Saving resources in Europe: What future for the circular economy model?

Have you heard of the Earth Overshoot day? Last year it was 19 August. This day symbolises the milestone date when global population has exhausted the Earth’s natural resources that should have lasted a whole year. This day reminds us that resource scarcity is a growing issue at the global level.

If we keep exploiting our planet’s resources in the same way, scientists have predicted that worldwide demand will triple in less than 35 years’ time. At this rate, who knows when we will be able to celebrate the Earth Overshoot day?

A few years back, the Roadmap to a Resource Efficient Europe was published. It was the lead European initiative to tackle this challenging issue of resource efficiency. Since then a few additional priorities have been identified in order to turn such roadmap into reality. With landfills at almost every 50km, waste management was logically pushed to the centre of this European initiative.

In 2010, the European Commission’s data revealed that nearly 40% of waste generated by Europeans ended up in landfills. In other words, 40% of the total waste had no chance to become a resource through recycling, energy recovery or composting. This is an urgent call for action.

Is the European Commission’s circular economy going forward?

In 2014, the previous European Commission adopted the Communication “Towards a circular economy: A zero waste programme for Europe” and a number of legislative proposals aiming both at reducing landfilling in Europe and at promoting alternative waste management processes with a strong focus on recycling. While Europe was moving full-speed, the new Commission announced last December that the “Waste Package,” as it is called, would not be part of its 2015 Work Programme .
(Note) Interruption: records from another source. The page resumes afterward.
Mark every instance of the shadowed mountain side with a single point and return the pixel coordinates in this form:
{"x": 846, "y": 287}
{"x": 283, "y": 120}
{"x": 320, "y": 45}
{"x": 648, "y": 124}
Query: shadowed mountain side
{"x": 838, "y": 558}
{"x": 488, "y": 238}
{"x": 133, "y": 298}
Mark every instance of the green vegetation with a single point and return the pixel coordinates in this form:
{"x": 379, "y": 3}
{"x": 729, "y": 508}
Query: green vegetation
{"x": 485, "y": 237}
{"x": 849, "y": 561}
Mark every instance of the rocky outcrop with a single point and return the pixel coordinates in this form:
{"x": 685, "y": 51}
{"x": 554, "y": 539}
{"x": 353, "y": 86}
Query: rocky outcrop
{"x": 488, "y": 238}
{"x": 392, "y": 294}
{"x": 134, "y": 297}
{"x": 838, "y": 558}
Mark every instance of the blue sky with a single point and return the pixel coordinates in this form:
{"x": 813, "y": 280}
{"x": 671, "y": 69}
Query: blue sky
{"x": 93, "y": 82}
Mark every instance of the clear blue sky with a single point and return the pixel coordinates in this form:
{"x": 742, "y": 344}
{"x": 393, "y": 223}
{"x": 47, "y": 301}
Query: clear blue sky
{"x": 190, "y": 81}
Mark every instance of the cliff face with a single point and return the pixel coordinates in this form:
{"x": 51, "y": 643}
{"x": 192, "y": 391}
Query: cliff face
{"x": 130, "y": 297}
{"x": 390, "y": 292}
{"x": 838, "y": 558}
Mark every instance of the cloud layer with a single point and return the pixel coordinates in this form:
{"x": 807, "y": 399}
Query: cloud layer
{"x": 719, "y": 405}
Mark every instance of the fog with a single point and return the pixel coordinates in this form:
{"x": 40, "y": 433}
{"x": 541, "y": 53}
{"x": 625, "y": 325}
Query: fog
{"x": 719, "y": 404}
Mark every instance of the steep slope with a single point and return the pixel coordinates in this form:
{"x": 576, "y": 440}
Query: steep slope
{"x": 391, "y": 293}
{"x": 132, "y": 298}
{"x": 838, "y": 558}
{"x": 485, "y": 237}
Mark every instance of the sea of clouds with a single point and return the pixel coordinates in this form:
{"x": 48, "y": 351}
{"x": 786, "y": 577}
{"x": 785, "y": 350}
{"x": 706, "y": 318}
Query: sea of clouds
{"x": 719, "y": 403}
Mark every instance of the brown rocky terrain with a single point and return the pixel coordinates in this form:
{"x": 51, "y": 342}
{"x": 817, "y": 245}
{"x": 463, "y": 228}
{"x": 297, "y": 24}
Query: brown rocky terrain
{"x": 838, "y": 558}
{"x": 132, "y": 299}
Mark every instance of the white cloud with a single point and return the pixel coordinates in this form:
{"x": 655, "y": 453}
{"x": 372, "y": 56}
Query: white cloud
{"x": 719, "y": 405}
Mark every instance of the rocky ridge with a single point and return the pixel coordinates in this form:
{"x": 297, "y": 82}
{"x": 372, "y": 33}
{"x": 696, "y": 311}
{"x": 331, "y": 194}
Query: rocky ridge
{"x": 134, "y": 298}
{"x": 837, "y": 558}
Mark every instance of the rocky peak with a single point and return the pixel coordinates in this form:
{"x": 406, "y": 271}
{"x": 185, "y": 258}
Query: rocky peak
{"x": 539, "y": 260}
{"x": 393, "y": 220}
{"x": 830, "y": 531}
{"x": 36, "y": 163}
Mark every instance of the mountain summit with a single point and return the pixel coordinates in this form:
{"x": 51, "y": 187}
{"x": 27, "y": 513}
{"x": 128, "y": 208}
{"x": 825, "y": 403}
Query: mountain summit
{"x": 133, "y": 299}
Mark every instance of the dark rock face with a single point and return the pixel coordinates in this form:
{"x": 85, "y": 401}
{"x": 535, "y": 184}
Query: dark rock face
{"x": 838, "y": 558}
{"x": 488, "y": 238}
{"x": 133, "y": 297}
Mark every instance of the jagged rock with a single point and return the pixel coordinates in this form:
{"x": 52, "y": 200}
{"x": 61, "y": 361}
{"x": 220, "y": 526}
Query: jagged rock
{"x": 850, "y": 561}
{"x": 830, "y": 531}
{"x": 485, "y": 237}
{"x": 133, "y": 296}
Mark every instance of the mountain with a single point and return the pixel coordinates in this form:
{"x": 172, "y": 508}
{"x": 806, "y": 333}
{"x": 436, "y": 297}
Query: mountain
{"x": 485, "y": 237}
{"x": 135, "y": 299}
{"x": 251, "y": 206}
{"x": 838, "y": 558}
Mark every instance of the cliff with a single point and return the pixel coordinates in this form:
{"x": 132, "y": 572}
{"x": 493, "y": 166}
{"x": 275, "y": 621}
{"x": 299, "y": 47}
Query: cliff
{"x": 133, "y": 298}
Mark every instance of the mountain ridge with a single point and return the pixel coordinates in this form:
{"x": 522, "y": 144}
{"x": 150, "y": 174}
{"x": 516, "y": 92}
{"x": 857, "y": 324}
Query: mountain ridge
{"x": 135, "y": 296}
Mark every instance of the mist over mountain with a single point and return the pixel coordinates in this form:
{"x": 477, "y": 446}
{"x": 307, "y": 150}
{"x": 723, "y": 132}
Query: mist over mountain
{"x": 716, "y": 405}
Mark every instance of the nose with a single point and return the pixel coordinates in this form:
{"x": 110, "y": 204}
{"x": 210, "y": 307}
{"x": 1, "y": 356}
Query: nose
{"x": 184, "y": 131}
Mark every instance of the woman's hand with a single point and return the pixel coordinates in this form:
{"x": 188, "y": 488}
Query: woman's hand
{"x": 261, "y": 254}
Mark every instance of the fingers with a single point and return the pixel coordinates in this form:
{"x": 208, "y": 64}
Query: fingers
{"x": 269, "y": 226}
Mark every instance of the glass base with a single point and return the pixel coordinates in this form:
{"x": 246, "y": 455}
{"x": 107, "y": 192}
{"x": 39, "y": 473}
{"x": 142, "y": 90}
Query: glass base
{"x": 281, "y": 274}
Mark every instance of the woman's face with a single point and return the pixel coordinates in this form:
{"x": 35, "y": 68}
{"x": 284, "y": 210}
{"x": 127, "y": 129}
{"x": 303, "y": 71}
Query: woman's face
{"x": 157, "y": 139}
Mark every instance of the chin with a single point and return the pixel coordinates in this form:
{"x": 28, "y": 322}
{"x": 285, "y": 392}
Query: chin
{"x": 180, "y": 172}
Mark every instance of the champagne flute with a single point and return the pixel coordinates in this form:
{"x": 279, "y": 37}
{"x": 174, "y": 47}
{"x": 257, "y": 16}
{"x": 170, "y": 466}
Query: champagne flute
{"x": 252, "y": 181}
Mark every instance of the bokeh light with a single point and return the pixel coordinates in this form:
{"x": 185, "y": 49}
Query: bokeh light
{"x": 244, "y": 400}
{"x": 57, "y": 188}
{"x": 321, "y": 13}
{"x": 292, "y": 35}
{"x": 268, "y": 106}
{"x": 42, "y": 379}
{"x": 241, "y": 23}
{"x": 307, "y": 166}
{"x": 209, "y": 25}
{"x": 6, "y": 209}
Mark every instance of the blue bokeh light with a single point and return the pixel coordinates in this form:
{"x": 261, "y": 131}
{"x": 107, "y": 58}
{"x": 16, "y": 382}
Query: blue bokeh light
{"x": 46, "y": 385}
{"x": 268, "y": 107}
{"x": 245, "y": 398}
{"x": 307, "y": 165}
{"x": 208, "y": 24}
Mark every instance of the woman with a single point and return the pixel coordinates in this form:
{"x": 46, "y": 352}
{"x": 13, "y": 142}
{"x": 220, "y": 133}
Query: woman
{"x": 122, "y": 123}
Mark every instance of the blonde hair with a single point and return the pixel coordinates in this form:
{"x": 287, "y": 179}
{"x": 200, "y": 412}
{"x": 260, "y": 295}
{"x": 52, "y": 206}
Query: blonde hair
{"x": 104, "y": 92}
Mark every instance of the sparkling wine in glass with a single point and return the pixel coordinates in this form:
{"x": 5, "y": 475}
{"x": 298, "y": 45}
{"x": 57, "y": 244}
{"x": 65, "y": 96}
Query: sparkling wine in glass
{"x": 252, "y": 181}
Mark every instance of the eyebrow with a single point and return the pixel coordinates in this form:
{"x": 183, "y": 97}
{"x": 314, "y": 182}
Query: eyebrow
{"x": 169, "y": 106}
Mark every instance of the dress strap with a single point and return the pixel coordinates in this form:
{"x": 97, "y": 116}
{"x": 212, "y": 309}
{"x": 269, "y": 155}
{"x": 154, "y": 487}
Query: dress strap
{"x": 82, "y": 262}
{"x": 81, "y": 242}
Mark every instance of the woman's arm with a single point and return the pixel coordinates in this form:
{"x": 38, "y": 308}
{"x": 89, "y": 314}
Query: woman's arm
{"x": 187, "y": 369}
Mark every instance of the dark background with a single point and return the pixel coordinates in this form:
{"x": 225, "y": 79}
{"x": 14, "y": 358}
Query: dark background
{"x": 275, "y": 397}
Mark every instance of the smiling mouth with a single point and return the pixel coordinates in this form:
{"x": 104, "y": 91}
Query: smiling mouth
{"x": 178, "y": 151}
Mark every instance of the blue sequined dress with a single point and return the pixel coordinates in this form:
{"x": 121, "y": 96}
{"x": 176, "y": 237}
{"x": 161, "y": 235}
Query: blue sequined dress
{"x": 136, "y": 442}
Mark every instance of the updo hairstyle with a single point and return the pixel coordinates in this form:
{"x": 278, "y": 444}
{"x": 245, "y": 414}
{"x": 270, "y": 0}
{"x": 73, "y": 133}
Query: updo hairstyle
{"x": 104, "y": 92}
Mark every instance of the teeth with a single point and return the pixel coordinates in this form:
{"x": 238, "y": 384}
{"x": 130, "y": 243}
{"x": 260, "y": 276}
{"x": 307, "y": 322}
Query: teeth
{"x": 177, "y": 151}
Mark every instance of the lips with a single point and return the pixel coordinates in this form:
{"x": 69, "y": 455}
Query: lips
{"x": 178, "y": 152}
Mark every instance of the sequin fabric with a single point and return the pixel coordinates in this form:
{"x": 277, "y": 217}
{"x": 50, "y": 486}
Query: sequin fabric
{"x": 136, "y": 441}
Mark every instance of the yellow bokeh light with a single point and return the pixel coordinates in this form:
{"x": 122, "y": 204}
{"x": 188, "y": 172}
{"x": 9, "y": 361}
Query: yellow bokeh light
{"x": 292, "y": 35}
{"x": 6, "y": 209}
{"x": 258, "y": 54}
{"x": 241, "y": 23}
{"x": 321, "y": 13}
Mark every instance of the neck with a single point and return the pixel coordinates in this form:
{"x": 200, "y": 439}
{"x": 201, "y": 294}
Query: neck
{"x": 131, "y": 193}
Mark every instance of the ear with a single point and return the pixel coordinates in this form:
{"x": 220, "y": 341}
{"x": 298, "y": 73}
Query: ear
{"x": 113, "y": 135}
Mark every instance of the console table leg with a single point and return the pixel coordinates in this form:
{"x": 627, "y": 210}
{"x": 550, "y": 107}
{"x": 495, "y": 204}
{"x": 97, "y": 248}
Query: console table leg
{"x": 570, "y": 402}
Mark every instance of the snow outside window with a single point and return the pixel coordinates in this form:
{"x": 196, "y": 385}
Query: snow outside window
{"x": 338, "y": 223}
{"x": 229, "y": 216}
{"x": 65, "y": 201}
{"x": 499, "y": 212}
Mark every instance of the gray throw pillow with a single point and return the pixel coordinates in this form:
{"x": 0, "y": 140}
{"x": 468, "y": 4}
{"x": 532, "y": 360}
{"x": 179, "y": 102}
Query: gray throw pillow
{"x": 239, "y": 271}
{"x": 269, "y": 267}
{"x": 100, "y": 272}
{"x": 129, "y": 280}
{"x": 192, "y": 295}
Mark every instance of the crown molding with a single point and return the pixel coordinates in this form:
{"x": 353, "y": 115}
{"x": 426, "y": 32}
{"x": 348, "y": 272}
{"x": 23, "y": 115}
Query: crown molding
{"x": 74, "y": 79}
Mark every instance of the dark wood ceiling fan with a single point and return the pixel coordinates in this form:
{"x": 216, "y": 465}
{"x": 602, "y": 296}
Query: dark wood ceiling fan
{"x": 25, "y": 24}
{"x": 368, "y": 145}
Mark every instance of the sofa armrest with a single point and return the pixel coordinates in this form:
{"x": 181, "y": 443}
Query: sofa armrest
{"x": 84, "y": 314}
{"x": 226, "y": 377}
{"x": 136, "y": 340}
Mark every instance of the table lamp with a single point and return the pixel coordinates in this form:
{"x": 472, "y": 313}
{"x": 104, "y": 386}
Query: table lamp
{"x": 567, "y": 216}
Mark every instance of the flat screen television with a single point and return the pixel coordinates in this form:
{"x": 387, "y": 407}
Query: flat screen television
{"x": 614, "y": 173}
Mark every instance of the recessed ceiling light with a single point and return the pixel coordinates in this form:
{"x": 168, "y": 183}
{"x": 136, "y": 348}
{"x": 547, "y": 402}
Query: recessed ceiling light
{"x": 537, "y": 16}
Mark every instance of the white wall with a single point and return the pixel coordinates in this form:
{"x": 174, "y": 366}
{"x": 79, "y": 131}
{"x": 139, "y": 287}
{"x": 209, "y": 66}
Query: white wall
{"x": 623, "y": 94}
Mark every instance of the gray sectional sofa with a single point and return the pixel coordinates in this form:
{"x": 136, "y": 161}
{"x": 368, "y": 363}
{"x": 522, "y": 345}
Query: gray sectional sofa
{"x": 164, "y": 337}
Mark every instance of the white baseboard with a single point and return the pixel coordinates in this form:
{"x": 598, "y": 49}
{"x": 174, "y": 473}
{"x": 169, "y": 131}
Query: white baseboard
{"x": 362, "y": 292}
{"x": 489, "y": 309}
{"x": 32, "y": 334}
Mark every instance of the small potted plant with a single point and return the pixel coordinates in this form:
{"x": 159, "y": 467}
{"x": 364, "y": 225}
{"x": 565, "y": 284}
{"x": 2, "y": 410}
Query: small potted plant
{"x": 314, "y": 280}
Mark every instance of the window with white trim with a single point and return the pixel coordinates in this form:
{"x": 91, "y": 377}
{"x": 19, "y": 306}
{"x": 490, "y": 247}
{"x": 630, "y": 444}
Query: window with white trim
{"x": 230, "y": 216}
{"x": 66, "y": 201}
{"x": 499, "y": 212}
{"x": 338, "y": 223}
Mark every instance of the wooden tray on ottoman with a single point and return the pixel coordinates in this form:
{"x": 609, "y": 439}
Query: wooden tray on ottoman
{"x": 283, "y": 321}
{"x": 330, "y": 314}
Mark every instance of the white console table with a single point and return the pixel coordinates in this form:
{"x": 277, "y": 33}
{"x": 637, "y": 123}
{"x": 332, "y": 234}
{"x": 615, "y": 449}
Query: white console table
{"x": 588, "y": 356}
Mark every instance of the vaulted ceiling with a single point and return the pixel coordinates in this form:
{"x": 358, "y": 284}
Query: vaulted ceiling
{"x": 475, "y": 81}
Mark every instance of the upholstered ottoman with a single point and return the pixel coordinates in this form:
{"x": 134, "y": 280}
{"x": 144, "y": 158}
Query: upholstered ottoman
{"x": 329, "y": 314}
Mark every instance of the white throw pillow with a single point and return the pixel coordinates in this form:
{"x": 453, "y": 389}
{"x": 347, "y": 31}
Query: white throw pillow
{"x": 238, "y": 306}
The news led to much criticism from a number of stakeholders, including the European Parliament, which in turn have strongly advocated for the reintroduction of the package. In January 2015, during an exchange of views with Members of the European Parliament, the European Commission indicated that an improved proposal should be published before the end of 2015. It is rumored that this new proposal will seek more coherence with the concept of circular economy.

Polyurethane waste management: a circular model

Irrespective of regulatory developments, ISOPA is committed to promote waste management and resource efficiency. We believe that by combining recycling, energy and product recovery options, Europe can set a positive trend towards meeting its zero-waste goals.

Over the last decade, polyurethane producers have invested and developed many effective ways to improve polyurethanes’ waste management. Industry has been successfully working towards ensuring that products are produced with a sense of responsibility towards environment. We strive to develop production models that require reduced amount of resources and produce materials which could be re-used or effectively recycled. Our efforts and strong determination have already proved to be working: more than 250,000 tonnes of polyurethane are recycled and recovered every year, and the number is increasing!

Resource efficiency and Energy efficiency: hand in hand thanks to Polyurethanes

Beyond sustainable waste management, polyurethanes contribute to a better use of resources considering the benefits they bring in terms of energy efficiency. Energy is indeed a most precious resource!

Thanks to Polyurethanes’ unique chemical properties, we save energy and resources. For example, polyurethanes help to produce freezers and refrigerators, which over the last 15 years have become 60% more efficient than they used to be. Moreover, improved insulation can significantly reduce energy consumption which would ultimately lead to lower levels of CO2 emissions and creation of different energy-related waste. ISOPA’s passive house is a prime example of how polyurethanes can help save energy in buildings’ applications. Thanks to polyurethanes, the passive house almost does not require external heating or conditioning sources. It proves that effective isolation is one of the most sustainable ways to lower energy consumption and reduce waste of resources!

How can you contribute to the circular economy?

The European economy cannot thrive without a flourishing environment. ISOPA is determined to improve existing practices and to develop new technologies to ensure sustainable circular economy in Europe, from cradle-to-cradle.

We are also looking forward to working with policy makers to ensure that the new circular economy packages reflect challenges and opportunities for all activity sectors in Europe.